I'm using a snippet i found on stackexchange that finds all url's in a string, using re.findall(). It works perfectly, however to further my knowledge I would like to know how exactly it works. The code is as follows-
re.findall('http[s]?://(?:[a-zA-Z]|[0-9]|[$-_@.&+]|[!*\(\),]|(?:%[0-9a-fA-F][0-9a-fA-F]))+', site)

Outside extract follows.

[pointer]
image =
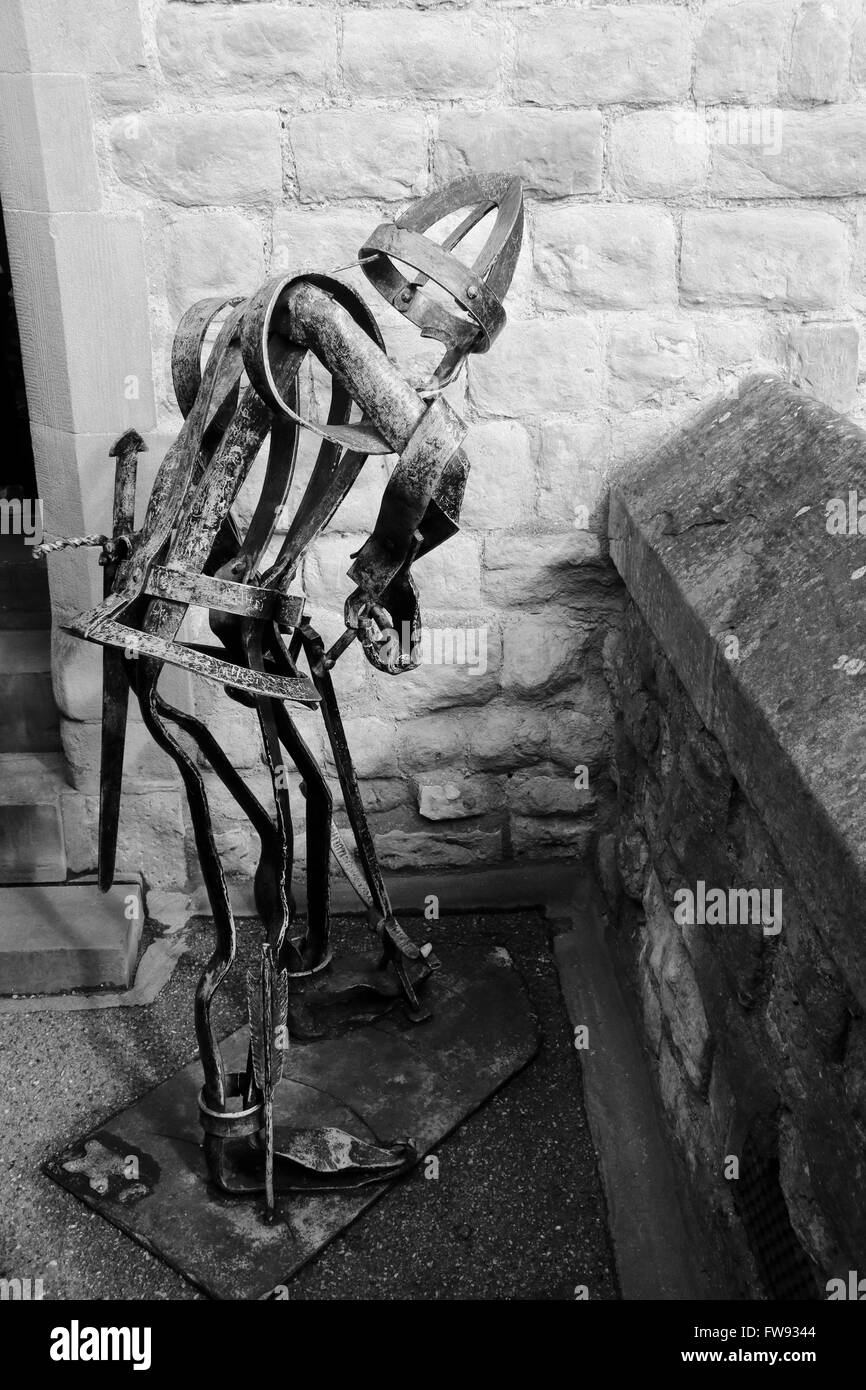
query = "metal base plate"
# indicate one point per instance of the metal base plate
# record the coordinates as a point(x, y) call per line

As far as i understand, its finding all strings starting with http or https (is that why the [s] is in square brackets?) but I'm not really sure about all the stuff after- the (?:[etc etc etc]))+. I think the stuff in the square brackets eg. [a-zA-Z] is meaning all letters from a to z caps or not, but what about the rest of the stuff? And how is it working to only get the url and not random string at the end of the url?
Thanks in advance :)
Using this link you can get your regex explained: Your regex explained
To add a bit more:
[s]? means "an optional 's' character" but that's because of the ? not of the brackets [I think they are superfluous.
Space isn't one of the accepted characters so it would stop there indeed. Same for '/'. It is not literally mentioned nor is it part of the character range $-_ (see http://www.asciitable.com/index/asciifull.gif).
(?:%[0-9a-fA-F][0-9a-fA-F]) this matches hexadecimal character codes in URLs e.g. %2f for the '/' character.
A non-capturing group means that the group is matched but that the resulting match is not stored in the regex return value, i.e. you cannot extract that matching bit of the string after the regex has been run against your string.